Et la journée qui commençait pourrait ne pas être meilleure. Vois les choses en face, s’ordonna-t-elle. La veille, le simulacre s’était crevé les yeux et elle lui avait sectionné les jambes avant de poser des garrots grossiers sur les moignons et de balancer ce qui vivait encore dans le coffre de la voiture. Elle allait à présent essayer de l’interroger. Ou l’enterrer. Ou les deux. Sans doute les deux.
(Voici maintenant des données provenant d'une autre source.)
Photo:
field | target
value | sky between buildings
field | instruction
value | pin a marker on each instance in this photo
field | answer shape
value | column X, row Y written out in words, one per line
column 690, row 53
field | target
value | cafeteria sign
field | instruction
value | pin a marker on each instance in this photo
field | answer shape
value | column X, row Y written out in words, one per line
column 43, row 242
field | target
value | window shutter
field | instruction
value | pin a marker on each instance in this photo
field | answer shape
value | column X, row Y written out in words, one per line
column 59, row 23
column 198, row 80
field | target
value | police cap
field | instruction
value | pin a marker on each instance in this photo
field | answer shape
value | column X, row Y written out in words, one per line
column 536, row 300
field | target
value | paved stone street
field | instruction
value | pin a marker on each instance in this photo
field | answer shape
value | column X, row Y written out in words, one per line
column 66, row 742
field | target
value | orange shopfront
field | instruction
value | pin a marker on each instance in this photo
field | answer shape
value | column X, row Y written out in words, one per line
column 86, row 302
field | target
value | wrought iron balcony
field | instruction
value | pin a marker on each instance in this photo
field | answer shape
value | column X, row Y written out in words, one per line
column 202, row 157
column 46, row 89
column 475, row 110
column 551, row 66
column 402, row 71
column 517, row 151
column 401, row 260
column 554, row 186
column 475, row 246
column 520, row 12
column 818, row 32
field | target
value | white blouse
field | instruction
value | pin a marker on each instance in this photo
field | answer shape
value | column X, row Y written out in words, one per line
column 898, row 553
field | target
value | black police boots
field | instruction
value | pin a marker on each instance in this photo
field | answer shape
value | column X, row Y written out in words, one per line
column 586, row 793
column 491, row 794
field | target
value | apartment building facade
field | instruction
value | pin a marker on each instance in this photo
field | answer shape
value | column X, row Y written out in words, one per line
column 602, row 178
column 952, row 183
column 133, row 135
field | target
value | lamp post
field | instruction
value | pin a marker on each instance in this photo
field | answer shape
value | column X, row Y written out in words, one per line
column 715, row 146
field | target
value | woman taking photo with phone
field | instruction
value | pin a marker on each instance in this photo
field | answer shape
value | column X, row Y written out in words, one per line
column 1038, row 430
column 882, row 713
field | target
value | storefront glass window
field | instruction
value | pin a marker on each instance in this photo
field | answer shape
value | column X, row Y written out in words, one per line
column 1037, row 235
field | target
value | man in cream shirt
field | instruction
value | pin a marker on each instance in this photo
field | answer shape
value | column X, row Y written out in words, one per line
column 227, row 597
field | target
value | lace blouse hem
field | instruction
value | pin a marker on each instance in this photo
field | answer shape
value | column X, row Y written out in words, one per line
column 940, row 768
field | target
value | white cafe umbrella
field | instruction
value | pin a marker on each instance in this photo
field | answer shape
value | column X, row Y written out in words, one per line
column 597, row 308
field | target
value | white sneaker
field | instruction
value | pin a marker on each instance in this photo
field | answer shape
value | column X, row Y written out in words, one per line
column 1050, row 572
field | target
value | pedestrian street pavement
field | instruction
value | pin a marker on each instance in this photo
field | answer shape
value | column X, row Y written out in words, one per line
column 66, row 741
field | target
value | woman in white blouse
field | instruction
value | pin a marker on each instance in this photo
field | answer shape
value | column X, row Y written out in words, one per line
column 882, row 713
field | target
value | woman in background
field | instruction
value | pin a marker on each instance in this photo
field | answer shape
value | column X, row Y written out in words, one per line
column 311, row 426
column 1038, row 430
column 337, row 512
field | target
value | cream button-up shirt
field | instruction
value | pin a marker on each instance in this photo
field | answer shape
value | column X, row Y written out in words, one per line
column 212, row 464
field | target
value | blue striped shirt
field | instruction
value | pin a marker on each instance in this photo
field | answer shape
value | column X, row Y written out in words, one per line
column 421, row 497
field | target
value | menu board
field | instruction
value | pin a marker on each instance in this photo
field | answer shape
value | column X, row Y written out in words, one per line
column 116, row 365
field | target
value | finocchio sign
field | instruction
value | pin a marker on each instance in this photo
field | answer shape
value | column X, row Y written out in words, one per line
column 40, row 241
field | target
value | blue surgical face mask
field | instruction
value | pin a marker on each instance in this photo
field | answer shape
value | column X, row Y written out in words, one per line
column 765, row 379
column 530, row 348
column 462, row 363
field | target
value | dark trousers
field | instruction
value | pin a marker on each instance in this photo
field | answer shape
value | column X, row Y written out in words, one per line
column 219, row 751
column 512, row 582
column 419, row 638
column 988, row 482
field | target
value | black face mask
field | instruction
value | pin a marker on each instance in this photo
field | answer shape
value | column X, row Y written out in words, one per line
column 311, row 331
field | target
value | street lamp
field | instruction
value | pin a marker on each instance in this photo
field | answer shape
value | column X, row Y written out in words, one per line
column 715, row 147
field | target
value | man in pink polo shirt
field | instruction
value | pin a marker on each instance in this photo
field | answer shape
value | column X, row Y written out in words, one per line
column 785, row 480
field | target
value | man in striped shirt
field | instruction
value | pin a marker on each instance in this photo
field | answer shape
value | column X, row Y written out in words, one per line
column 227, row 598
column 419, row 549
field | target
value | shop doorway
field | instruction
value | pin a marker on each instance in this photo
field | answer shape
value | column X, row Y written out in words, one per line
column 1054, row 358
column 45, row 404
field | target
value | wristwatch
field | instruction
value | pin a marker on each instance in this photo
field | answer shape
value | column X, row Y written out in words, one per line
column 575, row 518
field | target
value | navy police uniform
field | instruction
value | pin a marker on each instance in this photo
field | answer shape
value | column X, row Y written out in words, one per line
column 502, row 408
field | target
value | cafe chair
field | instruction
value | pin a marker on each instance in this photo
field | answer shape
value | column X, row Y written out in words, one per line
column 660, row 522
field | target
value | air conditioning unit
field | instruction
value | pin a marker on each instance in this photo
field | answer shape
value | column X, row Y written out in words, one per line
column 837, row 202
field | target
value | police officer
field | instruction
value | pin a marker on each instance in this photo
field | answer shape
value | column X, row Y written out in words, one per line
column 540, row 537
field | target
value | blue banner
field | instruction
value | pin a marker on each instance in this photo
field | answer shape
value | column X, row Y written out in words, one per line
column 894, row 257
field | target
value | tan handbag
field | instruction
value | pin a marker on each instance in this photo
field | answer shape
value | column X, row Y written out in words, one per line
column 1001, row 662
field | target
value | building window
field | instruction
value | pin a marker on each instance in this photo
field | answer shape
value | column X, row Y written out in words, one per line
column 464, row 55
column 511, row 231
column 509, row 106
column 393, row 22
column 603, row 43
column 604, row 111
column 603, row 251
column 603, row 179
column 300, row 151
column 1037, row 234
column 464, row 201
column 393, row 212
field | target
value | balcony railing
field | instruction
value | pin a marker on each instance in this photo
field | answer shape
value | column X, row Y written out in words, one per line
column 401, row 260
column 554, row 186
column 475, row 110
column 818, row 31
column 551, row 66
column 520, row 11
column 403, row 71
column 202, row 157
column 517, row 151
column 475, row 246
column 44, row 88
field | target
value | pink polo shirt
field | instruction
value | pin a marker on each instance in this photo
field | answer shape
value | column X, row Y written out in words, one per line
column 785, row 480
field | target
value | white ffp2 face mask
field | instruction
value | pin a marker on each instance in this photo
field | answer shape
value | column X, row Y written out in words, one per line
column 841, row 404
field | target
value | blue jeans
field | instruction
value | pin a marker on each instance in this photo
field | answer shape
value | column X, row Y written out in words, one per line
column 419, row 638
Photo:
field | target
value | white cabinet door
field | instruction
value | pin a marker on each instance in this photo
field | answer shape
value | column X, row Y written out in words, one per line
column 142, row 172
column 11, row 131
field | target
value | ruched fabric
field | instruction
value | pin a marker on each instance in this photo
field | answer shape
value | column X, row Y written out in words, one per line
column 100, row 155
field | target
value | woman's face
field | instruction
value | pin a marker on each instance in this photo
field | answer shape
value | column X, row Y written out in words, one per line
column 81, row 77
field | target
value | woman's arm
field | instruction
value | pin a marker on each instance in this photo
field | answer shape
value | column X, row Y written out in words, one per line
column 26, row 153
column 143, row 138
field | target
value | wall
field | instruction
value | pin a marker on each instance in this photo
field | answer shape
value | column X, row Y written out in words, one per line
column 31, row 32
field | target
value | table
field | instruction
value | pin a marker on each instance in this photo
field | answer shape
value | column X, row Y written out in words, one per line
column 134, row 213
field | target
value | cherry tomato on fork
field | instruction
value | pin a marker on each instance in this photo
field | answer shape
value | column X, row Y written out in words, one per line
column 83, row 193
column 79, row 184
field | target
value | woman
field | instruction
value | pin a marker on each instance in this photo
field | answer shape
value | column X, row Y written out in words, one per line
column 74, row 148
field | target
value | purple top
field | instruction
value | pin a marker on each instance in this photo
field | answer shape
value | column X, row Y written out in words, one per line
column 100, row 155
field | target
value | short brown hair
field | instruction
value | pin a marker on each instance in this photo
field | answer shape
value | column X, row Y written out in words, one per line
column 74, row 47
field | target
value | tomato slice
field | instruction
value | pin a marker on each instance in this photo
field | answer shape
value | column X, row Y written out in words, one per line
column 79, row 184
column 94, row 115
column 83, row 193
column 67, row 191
L’horreur physique des événements de la veille lui avait paru à peine plus pénible que la manière dont Ethan l’avait regardée, non pas une mais plusieurs fois, le visage empreint d’une incrédulité proche de la répugnance. Comme si elle s’était comportée d’une manière qui outrepassait les limites de la décence, et peut-être était-ce le cas, mais elle avait cessé d’essayer de les tracer.
Trouver un endroit où interroger Winston Bayliss était la priorité de la matinée. Leur chambre de motel ne ferait pas l’affaire. Aussi régla-t-elle leur note à la réception et reprirent-ils la route vers l’ouest sans échanger plus de quelques mots. Ils sortirent de l’autoroute à un endroit indiqué comme réserve naturelle sur la carte d’Ethan. Il faisait froid, avec un vent qui déroulait vers l’est de massifs nuages gris. Ils se garèrent non loin de la chaussée dans un bosquet d’érables à sucre et de bouleaux jaunes. Nerissa ouvrit le coffre et Ethan l’aida à transporter Winston Bayliss à l’ombre des arbres.
Elle avait bandé les moignons du sim et posé un pansement de fortune sur ses orbites coagulées. Elle avait recouvert les blessures par balle de bandelettes de flanelle (provenant d’une vieille chemise d’Ethan) et d’épais ruban adhésif. Elle avait enveloppé ce qu’il restait du bas de son corps dans un sac-poubelle en plastique, pour que tout ne se répande pas par terre, et c’est ainsi qu’ils le transportèrent, Nerissa le tenant par les bras, Ethan soulevant le torse enveloppé, ils marchèrent dans les fragiles feuilles mortes et enjambèrent des troncs d’arbres morts colonisés par des champignons jaunes jusqu’à parvenir à bonne distance de la route. Ils adossèrent alors Winston Bayliss le plus droit possible à un affleurement de granit moussu.